Je suis plus perplexe qu’une dame ayant le choix entre André Claveau et Suzy Solidor. Que doit faire votre San-Antonio bien-aimé ? Hmm ? Je suis là, je vous pose des questions et vous ne me répondez jamais. Tout ce que vous êtes foutus de faire, c’est de tourner la page suivante pour voir comment je me suis débrouillé !
Ah ! vous alors, vous me la copierez. J’ai justement la crampe de l’écrivain depuis que je me suis fait une entorse en jouant à la belote !
Mais vous le savez pour l’avoir appris par voie d’affichage, je suis l’homme des grandes décisions (la dernière que j’ai prise mesurait deux mètres de long sur cent trente de large).
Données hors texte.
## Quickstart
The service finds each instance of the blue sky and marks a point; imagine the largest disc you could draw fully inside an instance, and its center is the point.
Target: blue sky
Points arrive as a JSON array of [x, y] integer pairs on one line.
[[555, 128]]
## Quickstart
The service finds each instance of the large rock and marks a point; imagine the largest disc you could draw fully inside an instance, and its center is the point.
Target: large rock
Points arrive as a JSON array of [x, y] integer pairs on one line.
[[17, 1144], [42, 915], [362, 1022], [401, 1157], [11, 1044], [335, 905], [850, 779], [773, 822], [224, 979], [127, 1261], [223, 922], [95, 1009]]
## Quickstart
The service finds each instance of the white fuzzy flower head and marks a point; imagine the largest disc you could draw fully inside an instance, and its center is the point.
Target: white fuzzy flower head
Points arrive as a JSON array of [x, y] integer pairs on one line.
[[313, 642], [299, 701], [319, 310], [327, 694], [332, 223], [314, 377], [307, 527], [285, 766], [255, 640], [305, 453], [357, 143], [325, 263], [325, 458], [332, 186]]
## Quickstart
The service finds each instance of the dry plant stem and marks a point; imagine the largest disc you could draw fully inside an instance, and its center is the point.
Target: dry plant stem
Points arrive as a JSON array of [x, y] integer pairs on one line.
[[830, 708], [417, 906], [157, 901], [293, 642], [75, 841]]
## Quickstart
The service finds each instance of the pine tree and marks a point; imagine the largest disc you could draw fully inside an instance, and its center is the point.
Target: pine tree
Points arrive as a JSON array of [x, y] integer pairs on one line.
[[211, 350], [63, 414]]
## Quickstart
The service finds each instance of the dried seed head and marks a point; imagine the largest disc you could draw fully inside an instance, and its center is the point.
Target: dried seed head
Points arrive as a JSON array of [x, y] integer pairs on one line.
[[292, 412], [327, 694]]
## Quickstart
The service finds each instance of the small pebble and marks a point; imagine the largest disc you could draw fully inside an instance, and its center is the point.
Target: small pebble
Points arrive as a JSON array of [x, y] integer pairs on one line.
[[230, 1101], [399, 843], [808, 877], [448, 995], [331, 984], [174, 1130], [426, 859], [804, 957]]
Je me chope par le revers du veston et je me tiens le langage suivant : « Mon San-Antonio joli. Puisque ton renifle-mystère t’a amené ici, c’est qu’il y a eu du louche dans le coin. Or, le louche, avec le Rouge Baiser, c’est ce qui laisse le plus de traces. À toi de les découvrir en faisant gaffe qu’elles ne prennent pas froid. »
Aussitôt pensé, aussitôt fait. Me v’là au labeur, les mecs. Je joue à la Gestapo sur le sentier de la guerre. Mon Cézame à la main, je commence l’exploration systématique des baraques alignées le long de cette petite route.
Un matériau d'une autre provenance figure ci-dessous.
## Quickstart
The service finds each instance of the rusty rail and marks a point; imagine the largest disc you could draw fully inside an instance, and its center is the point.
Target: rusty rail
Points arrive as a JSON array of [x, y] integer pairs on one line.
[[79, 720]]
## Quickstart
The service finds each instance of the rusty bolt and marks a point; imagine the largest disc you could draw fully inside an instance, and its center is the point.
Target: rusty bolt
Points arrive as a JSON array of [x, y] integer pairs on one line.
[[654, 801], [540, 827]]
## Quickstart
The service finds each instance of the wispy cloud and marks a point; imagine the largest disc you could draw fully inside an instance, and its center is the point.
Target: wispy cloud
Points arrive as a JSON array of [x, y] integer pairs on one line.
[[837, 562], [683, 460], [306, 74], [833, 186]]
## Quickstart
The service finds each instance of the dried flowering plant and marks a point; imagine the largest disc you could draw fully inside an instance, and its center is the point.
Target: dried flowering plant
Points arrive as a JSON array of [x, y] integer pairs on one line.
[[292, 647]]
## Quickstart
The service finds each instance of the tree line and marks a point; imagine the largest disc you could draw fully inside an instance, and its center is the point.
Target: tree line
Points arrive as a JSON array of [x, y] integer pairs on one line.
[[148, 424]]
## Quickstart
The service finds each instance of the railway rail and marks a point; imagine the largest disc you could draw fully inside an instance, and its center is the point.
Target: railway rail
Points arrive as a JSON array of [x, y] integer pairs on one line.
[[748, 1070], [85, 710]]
C’est un drôle de jeu, mais je suis vaillant[25].
J’entre dans la première et je trifouille la serrure avec application. Si jamais le proprio se la radine, ça va faire un drôle de pet !
Pour expliquer mon business, faudra certainement que je lui fasse de la géométrie dans l’espace avec mon poing. Mais qui ne risque rien n’a rien, assure ma chère Félicie qui n’a jamais osé traverser une rue au feu rouge.
J’inventorie la carrée sans résultat. Elle est vide. Il y a des toiles d’araignée, des plaques d’humidité, une odeur de moisi et de renfermé et des traces de boue sèche… That’s all !
Je passe à la suivante, à la troisième, à la quatrième… Ballepeau !
Ce turbin me prend un temps inouï. Lorsque j’ai terminé la visite des dix crèches, l’après-midi est très avancé pour son âge. Et moi je me retrouve comme une cloche qui se serait paumée le jour de Pâques en rejoignant sa base. Non seulement je n’ai découvert âme qui vive, mais z’encore ces dix casbas ne contiennent pas la moindre trace humaine récente. La poussière les saupoudre comme du sucre en poudre saupoudre des gaufres.
Force m’est de revenir à la mer, qu’on voit danser le long des golfes clairs.
Je joue ma décision à pile ou face, comme on doit toujours le faire dans les cas graves. La pièce retombe sur le buste d’une aimable jeune fille au tifs longs, portant un bandeau au front (lequel a dû lui glisser sur les yeux depuis quelque temps) et qui s’appelle, paraît-il, République française.
D’après les conventions récentes prises avec moi-même, ça signifie que je dois prendre à gauche. Dont acte. Voilà donc le valeureux San-Antonio, l’homme qui remplace l’index et le café décaféiné en route pour Berck !
Au loin, je vois la localité nichée au bord de la Manche comme les galons rouges d’un caporal[26].
Je fonce, le nez traînant à terre, les yeux soudés au chalumeau sur la sente herbue.
Je parcours cent mètres, deux cents mètres, trois cents mètres, quatre cents mètres, cinq cents mètres, six cents mètres, sept cents mètres[27], etc. Lorsque soudain, je tombe en arrêt, sans me faire de mal heureusement, sur un minuscule objet qui me laisse plus rêveur que si on venait de me jouer la Berceuse de Jocelyn au fifre harmonique ou à la moulinette à légumes.
23
On se demande où je vais chercher tout ça. Mon subconscient doit faire des heures supplémentaires, sans doute !
24
C’est trop beau, je continue. J’écris carrément pour les manuels scolaires, vous ne pensez pas ?
25
Astuce compréhensible uniquement par les lettrés. Inutile que les autres prennent de l’aspirine.